Advanced Wifi setup can use a certificate for authentication.

The certificate is either a created certificate which is distributed to the devices that needs it, or it can be a SCEP profile in which gets a device specific certificate.

After an advanced Wifi is setup with configurations for SSID, WPA, Enhanced Authentication Protocol (EAP) TLS, and various other settings. It can try to connect to a Wifi access point matching the SSID.

In Apple it is important to note that Apple devices does not support have any automatic re-negotiating when the certificate is about to expire. So in order to re-negotiate the certificate you must reapply the SCEP/Wifi profile.

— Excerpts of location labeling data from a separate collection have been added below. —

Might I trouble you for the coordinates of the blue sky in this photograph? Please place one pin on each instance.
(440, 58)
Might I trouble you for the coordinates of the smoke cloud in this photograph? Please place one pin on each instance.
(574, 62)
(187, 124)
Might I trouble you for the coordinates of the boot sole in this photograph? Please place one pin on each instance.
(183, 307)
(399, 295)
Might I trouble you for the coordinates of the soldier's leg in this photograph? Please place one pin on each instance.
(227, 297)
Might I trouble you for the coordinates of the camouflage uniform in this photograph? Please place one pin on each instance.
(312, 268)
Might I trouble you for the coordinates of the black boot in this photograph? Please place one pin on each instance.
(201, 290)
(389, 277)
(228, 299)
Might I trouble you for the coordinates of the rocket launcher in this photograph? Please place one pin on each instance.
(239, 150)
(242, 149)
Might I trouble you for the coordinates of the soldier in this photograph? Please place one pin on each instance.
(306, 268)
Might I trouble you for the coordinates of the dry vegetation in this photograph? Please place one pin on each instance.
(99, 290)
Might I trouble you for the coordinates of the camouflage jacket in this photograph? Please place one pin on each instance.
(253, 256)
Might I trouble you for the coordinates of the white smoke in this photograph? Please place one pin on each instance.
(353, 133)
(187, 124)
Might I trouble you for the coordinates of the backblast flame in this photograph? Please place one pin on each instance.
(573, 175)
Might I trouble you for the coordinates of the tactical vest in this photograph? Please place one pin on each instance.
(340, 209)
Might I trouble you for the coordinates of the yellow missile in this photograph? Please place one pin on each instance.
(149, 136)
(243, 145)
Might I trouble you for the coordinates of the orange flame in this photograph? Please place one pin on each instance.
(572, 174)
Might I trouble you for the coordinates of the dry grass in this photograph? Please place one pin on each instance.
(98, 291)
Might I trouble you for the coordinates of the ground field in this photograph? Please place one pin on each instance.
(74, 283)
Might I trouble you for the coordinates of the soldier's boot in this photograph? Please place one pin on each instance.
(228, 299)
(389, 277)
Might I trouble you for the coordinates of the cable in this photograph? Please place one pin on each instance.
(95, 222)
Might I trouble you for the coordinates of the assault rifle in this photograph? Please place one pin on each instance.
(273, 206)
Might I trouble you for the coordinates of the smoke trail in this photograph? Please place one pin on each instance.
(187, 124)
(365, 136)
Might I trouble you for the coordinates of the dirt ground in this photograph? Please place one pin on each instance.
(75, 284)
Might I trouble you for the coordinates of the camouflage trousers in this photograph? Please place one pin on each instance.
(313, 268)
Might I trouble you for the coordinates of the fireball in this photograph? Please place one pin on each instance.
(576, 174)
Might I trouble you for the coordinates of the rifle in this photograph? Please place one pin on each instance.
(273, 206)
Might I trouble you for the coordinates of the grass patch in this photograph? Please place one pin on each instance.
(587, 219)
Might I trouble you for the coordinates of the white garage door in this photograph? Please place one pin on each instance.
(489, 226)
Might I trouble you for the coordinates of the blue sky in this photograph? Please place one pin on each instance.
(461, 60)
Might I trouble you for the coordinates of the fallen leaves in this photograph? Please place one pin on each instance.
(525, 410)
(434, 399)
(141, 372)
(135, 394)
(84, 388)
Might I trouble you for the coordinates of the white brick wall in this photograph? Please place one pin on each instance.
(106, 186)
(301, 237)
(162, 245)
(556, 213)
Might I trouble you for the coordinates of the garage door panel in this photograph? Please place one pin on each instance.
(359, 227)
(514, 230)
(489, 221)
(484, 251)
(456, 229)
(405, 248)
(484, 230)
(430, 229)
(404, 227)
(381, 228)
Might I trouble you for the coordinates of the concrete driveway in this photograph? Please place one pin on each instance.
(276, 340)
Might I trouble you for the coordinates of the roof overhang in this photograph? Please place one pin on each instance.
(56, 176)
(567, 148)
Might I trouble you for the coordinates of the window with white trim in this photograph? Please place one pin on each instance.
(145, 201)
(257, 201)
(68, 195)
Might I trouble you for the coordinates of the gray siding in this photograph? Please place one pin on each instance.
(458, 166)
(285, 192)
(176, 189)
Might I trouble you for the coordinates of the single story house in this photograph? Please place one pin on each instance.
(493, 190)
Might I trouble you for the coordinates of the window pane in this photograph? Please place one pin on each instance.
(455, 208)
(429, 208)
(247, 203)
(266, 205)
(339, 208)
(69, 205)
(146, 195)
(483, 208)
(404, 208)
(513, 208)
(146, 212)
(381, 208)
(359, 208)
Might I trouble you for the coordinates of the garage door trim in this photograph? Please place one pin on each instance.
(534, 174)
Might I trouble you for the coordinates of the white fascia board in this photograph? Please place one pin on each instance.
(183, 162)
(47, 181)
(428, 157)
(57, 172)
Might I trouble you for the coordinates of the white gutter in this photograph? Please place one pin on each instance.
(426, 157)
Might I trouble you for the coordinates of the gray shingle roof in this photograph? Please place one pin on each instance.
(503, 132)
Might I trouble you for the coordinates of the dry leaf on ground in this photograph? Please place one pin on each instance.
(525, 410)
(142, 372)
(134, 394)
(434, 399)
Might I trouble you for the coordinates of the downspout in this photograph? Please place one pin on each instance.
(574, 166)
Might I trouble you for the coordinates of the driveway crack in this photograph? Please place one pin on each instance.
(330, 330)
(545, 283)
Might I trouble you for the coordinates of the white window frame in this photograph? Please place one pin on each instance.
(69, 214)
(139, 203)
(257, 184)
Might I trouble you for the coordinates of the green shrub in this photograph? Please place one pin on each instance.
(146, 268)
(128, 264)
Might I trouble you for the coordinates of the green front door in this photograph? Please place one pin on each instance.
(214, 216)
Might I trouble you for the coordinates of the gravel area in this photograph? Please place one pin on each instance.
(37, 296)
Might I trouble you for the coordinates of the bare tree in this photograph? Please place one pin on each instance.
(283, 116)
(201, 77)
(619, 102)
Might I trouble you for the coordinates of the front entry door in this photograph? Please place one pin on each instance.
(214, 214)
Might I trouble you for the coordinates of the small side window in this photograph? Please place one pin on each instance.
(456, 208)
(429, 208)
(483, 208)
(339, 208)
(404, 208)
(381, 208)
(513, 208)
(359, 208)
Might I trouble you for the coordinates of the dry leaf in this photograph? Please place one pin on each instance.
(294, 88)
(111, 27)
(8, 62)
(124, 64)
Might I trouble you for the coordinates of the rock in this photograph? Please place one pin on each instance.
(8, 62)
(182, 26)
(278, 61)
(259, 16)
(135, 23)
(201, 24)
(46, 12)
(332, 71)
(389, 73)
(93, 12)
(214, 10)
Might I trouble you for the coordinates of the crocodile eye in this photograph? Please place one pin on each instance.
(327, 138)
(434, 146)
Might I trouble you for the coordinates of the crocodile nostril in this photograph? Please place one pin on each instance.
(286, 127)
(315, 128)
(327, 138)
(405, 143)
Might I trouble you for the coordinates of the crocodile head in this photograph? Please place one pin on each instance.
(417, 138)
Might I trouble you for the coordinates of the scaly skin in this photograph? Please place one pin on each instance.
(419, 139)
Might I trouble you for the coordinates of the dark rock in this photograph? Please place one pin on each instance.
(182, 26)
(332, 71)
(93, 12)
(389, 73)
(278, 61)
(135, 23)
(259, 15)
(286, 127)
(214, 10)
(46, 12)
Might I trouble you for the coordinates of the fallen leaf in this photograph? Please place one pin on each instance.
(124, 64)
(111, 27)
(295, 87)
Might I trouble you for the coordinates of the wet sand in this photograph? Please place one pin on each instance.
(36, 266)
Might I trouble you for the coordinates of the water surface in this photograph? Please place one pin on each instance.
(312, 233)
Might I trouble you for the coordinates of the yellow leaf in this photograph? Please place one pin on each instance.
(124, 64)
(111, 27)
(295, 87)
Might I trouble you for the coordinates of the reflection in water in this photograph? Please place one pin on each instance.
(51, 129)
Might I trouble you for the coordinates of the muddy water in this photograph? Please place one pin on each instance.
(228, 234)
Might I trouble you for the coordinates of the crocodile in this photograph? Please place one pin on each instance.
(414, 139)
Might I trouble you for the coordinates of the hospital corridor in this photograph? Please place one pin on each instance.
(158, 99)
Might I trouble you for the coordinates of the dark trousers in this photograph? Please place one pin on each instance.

In order to make SCEP working on Android devices (which doesn’t support SCEP), you must install the CapaOne agent (CapaOne Agent) which can make the actual SCEP negotiation.

In general it can be difficult to configure and debug SCEP.

As the PKI infrastructure is not trusted on mobile devices, it is a must that the entire chain of trust is known for the certificates which is used in the solution. The entire Chain of trust includes from the SCEP server (TLS protection) of the server and the Radius server (TLS protection).

The open network standard states that the entire Chain of trust must be pre-verified in the configuration otherwise the end user will be prompted for verification, before the Wifi connection is established.

The pre-verification of the certificates must be configured inside the Wifi profile, by referencing the Certificates payloads.